In Goleman’s world, once this newly empowered army of ecologically savvy consumers rises up against the wheels of big industry demanding truly ecologically sound products, companies will be forced to restructure their manufacturing processes and put only USDA certified green products on the market.

But I’m not buying it – no, not the green product; maybe, I’ll buy that—but I’m not buying Goleman’s theory.

Feel free to disagree, I welcome the discourse, but I don’t think that as I become more literate about green products and their manufacturers my purchase behaviors will change. Sure, I desire a healthy world for the generations to come, and I’d like to do my part to help that happen. But it’s simpler than that: I have a bottom line, too.  When my time comes in line at the grocery store, I only have a certain amount of change in my pocket – and that change will determine what I am able to purchase. Much like your neighborhood grocery, if you’ll visit peapod.com, you’ll see a head of nonorganic broccoli at .99¢, versus a head of organic broccoli at $2.99. I’d rather take the value and keep the change.

Goleman isn’t the only one talking green; the movement has garnered attention from consumers and vendors alike. As the pocket of consumers who appreciated green products grew, green marketing certainly gained ground as an “innovative” strategy to produce gains for a brand. But in a recession where cost is king, how can a brand benefit from green marketing?
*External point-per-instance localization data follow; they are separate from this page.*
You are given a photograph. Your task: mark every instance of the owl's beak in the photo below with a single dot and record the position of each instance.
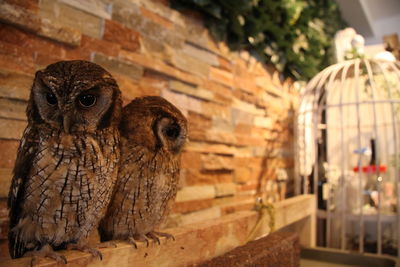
(67, 123)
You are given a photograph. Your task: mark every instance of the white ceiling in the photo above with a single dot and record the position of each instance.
(372, 18)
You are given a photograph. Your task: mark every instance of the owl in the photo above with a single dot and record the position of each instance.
(153, 132)
(67, 161)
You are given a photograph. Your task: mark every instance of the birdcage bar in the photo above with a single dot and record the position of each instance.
(397, 168)
(357, 81)
(377, 155)
(359, 174)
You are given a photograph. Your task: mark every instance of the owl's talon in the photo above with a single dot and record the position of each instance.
(46, 252)
(166, 235)
(152, 236)
(107, 244)
(85, 248)
(132, 241)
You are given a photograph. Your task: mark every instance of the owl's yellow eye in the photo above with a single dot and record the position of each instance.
(87, 100)
(173, 131)
(51, 99)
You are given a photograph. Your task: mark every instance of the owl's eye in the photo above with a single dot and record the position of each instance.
(173, 131)
(51, 99)
(87, 100)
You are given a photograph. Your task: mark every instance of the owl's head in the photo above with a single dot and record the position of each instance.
(74, 96)
(154, 122)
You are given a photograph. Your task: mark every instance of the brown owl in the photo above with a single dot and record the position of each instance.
(153, 132)
(67, 162)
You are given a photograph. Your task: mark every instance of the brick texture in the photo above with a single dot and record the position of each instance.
(239, 111)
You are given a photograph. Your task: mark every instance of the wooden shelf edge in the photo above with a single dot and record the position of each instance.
(194, 243)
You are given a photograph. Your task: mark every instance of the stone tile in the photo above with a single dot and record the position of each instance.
(195, 192)
(127, 13)
(127, 38)
(159, 66)
(8, 153)
(221, 76)
(31, 5)
(156, 18)
(220, 137)
(190, 160)
(198, 177)
(225, 189)
(225, 64)
(103, 47)
(213, 109)
(28, 44)
(59, 33)
(214, 162)
(210, 148)
(98, 8)
(242, 117)
(131, 70)
(19, 16)
(66, 15)
(163, 10)
(201, 215)
(190, 90)
(13, 109)
(190, 206)
(15, 85)
(200, 54)
(16, 64)
(190, 64)
(264, 122)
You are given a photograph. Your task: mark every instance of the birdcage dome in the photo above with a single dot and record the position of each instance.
(348, 137)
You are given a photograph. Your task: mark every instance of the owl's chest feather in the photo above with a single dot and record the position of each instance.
(71, 181)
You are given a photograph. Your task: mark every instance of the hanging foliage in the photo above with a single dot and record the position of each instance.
(294, 35)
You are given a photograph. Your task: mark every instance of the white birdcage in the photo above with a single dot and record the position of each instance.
(348, 154)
I’ve never put much stock in the capability of green product marketing to produce actual financial gains for a company. As an example, Business.gov offers green marketing tips and strategies to help your company “add green claims to your products that enhance brand image” and help garner a larger purchase audience –one which includes those eco-savvy elite who can afford the pay the difference.

Yes, elite. With hybrid vehicles driven by celebrities and the rise in specialty grocers offering gourmet eco-friendly eats, it’s easy to see how “going green” is an image thing. You’d like to be seeing buying the right product, the one that says “I care,” but when there isn’t an audience, would you still buy it for yourself?
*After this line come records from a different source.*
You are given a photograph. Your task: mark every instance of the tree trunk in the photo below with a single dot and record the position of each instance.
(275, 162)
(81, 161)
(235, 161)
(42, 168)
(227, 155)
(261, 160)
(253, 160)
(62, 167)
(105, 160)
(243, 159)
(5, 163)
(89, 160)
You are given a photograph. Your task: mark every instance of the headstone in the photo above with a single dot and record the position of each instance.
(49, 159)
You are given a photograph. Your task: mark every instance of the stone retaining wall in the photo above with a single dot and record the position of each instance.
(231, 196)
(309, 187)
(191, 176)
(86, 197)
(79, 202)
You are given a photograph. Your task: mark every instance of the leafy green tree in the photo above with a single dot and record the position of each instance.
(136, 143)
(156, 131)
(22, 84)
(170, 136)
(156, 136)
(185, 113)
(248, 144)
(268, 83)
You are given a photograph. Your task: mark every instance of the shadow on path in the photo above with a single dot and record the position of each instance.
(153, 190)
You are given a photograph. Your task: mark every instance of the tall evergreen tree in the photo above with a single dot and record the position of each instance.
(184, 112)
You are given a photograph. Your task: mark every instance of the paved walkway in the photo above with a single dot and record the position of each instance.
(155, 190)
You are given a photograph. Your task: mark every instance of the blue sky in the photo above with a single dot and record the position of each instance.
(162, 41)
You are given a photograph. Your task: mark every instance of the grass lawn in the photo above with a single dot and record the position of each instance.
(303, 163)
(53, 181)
I read Daniel Goleman’s “Emotional Intelligence,” as part of course curriculum in school.  In that book, he told me what being smart really meant.  Perhaps with that literacy, I’ll call out the green issue from a removed perspective: will going green actually increase brand success, if consumers can’t discern the messages? And why should companies invest in green marketing strategies if consumers can’t afford to care?

Goleman points out that our better world will come when doing what’s right for the environment becomes synonymous with doing what’s right for a company’s bottom line. Already it seems, the bottom line isn’t everything. B corporations have emerged with a Declaration of Interdependence, a mission to “use the power of private enterprise to create public benefit.” Though still a newborn movement, I believe that with their help, what little altruism I have  left in me can jump on board –as long as “going green” will keep the “green” in my wallet.